Baynes (a.k.a. Rudolf Wegener, a.k.a. Conrad Goltz)

Character Analysis

Take James Bond, eliminate almost all the action sequences, and have Bond deliver long monologues about how crazy Nazis are, and you've got Baynes. And yes, his real name is Rudolf Wegener, but we still think of him as Baynes (or sometimes Baynes/Wegener if we have time).

Baynes is an agent for the Abwehr (the German military intelligence) whose mission is to pass secret German plans to Yatabe. Is he a traitor to Germany? Well, he's a traitor to a particular faction within the Nazi government because he doesn't want war with Japan. In fact, the first time we meet him (on a rocketship to San Francisco, with no inflight movie), Baynes outlines some of his deep problems with the Nazi approach to the world:

Their view; it is cosmic. […] the abstract is real, the actual is invisible to them. Die Gute [The Good], but not good men, this good man. It is their sense of space and time. They see through the here, the now, into the vast black deep beyond, the unchanging. And that is fatal to life. (3.120)
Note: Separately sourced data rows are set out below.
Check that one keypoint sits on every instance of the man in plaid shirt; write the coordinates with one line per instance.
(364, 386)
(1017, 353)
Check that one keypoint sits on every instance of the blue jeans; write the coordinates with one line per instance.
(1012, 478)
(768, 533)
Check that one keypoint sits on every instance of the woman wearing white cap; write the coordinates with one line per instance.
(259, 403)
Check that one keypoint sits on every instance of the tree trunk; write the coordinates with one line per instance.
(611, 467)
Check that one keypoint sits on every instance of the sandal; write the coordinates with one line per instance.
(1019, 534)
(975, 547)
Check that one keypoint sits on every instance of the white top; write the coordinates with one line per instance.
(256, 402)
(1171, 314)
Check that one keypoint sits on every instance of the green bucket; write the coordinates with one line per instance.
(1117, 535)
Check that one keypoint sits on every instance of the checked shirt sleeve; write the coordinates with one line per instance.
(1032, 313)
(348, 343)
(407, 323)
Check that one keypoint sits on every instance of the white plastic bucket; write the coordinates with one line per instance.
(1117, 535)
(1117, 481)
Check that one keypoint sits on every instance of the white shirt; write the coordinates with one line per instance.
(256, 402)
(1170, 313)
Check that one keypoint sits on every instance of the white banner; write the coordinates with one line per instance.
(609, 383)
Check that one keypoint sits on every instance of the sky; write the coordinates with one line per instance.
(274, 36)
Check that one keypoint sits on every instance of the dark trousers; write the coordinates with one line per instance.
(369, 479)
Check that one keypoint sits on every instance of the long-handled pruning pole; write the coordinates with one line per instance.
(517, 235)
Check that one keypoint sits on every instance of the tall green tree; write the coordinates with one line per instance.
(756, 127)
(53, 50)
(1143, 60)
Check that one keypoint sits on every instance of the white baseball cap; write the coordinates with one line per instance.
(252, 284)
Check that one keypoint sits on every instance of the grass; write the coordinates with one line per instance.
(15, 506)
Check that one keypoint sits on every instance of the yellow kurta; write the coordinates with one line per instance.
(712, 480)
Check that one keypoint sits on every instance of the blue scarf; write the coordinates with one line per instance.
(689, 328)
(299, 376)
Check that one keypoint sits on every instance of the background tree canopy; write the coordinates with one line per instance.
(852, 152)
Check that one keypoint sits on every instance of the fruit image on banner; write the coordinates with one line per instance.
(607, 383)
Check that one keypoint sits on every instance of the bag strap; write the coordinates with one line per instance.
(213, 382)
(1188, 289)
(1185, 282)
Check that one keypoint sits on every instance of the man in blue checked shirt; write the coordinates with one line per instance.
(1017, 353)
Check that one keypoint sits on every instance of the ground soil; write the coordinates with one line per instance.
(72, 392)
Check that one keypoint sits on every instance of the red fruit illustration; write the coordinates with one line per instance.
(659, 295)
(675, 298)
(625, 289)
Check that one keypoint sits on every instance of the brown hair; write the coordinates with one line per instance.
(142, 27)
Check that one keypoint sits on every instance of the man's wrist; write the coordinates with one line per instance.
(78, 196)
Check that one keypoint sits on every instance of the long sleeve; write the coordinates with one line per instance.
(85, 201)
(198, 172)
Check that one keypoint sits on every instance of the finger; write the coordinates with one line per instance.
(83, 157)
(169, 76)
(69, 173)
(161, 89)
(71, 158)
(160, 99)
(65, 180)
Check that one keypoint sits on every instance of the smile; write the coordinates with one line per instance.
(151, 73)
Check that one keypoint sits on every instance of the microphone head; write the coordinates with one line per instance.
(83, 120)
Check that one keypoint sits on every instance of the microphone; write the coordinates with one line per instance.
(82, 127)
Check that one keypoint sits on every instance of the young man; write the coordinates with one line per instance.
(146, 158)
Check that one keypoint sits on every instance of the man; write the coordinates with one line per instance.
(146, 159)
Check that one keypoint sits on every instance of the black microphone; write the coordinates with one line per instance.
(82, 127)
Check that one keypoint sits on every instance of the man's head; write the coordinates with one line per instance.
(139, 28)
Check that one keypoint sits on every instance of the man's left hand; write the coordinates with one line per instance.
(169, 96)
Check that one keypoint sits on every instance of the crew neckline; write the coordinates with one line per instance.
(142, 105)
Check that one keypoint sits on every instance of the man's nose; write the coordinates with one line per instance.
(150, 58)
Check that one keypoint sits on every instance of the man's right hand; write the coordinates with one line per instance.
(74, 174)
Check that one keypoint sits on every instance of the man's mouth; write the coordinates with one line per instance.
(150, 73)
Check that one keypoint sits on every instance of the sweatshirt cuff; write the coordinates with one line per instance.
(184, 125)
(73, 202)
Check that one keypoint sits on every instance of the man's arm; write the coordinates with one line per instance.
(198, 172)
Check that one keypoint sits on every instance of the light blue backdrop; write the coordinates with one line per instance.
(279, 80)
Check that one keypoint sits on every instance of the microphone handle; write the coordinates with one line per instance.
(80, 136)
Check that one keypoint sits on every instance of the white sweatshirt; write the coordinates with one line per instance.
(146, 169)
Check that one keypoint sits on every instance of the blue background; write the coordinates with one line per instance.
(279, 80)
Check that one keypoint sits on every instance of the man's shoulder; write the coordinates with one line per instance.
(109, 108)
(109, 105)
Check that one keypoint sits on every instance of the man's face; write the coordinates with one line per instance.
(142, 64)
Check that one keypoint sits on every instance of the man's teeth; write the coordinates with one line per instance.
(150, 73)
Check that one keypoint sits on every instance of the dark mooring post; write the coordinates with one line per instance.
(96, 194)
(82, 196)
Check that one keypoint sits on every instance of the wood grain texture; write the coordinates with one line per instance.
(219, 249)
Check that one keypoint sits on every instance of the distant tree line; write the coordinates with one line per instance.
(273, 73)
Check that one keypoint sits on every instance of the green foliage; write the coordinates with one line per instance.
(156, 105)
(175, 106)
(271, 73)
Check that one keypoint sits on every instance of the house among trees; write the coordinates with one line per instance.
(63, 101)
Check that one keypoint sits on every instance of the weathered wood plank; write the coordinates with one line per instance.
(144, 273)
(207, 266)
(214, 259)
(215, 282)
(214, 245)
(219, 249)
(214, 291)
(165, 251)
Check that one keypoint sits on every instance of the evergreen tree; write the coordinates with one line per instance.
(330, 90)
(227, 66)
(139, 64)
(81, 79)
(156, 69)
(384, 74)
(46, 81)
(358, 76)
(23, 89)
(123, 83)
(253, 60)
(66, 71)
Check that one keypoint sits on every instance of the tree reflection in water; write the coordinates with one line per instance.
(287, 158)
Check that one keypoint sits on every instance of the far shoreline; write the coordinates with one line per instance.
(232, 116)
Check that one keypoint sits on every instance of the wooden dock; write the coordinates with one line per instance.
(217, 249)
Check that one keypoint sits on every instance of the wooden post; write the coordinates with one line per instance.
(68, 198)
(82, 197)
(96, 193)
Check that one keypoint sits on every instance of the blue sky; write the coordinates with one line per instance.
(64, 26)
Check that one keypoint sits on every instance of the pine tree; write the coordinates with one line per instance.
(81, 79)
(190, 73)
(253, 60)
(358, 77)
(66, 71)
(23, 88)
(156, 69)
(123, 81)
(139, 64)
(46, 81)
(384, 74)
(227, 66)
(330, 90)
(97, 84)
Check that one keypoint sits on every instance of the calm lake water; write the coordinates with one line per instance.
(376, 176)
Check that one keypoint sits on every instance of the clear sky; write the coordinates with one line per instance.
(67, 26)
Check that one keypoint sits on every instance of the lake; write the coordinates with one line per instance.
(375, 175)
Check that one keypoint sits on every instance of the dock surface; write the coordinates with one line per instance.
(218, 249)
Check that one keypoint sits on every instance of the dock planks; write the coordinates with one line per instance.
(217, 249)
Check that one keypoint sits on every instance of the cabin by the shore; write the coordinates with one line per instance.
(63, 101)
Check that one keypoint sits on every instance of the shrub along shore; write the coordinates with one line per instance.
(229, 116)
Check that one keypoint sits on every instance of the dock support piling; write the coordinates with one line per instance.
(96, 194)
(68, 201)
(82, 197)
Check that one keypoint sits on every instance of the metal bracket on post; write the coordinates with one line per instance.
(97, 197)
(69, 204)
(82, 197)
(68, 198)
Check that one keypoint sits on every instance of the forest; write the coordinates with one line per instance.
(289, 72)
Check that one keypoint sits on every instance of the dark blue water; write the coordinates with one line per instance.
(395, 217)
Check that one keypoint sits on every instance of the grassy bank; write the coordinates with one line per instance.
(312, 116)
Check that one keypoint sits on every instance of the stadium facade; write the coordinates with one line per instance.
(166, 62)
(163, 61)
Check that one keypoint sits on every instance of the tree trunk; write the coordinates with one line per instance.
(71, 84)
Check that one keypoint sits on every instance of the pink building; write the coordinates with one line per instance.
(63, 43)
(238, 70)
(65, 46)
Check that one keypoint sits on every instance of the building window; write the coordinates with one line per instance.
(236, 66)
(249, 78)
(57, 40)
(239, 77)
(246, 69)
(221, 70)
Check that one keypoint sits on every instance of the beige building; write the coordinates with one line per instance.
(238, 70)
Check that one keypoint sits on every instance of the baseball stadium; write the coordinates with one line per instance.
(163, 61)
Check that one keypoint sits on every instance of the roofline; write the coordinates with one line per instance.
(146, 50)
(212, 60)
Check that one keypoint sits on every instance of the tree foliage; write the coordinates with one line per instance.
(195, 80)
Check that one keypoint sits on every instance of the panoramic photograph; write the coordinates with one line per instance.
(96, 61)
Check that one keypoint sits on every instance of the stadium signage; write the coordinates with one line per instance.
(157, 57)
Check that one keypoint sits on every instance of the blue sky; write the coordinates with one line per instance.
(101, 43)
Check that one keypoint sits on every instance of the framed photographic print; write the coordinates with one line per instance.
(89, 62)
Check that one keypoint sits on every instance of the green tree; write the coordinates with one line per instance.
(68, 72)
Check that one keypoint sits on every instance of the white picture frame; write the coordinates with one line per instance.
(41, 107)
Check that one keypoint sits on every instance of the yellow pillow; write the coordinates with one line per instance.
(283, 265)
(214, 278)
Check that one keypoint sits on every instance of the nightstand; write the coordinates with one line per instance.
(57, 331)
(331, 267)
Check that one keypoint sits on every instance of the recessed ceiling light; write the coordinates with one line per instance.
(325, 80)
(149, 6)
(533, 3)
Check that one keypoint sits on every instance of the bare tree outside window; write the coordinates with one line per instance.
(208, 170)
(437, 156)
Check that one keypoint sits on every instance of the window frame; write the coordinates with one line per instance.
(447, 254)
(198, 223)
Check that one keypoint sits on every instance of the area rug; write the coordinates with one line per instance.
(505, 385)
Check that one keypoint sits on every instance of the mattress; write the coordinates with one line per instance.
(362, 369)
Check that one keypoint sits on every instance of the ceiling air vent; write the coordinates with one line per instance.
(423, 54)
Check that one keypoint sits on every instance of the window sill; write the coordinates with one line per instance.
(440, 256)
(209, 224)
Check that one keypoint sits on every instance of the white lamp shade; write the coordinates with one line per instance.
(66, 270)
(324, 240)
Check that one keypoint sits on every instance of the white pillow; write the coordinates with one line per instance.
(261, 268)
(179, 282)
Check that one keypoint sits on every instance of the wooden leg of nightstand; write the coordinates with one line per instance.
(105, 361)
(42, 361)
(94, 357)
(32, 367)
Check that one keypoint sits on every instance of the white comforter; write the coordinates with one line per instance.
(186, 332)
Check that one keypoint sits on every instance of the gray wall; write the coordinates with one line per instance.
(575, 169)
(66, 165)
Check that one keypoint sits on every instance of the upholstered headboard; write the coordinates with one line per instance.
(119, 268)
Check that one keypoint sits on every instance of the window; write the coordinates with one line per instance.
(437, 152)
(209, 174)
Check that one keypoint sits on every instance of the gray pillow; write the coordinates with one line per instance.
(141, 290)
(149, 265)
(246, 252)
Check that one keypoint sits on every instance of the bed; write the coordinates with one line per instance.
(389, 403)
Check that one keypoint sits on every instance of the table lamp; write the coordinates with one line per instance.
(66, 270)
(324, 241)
You might have noticed, this is a long section of thought. (You can thank us later for cutting out a few sentences in the middle there, which would make it longer.) Baynes may be the motivator of the exciting spy plot, but he's got very few actions to take: fly to San Francisco, wait, give secret plans, fly back. Most of his sections are given over to his thoughts and feelings, like this excerpt.

But we're not complaining because Baynes's sections are so rich with philosophical issues and thoughts. And he's actually acting on these thoughts. So when he thinks about what's wrong with the Nazis—that they pay more attention to the ideal than to actual life and suffering—we should also realize that this is what's motivating him to fight the Nazis.

That is, Baynes-Wegener can be considered a traitor to Dr. Goebbels and the Nazi faction that wants war with Japan. But he can also be considered as being loyal to the daily struggle of life. Much like Tagomi and Frank Frink, Baynes ends the book with a great deal of uncertainty:

I wonder what I accomplished […]
He thought, But there is no reason to be optimistic. (15.2-3)

But even if he's uncertain about the future, Baynes-Wegener feels a commitment to go on, much like Tagomi and Frank Frink. Maybe he can't solve all the world's problems at once, but he can do his little bit:

Evidently we go on, as we always have. From day to day. At this moment we work against Operation Dandelion. Later on, at another moment, we work to defeat the police. But we cannot do it all at once; it is a sequence. An unfolding process. We can only control the end by making a choice at each step. (15.22)

Baynes doesn't seem to change, unlike Childan. And he doesn't make any great discoveries, unlike Juliana Frink. But he's very helpful in doing all this thinking, explaining some of the big themes of the book: life goes on and we all have to help it, bit by bit. Doesn't this book just make you want to go out and sign a petition or something?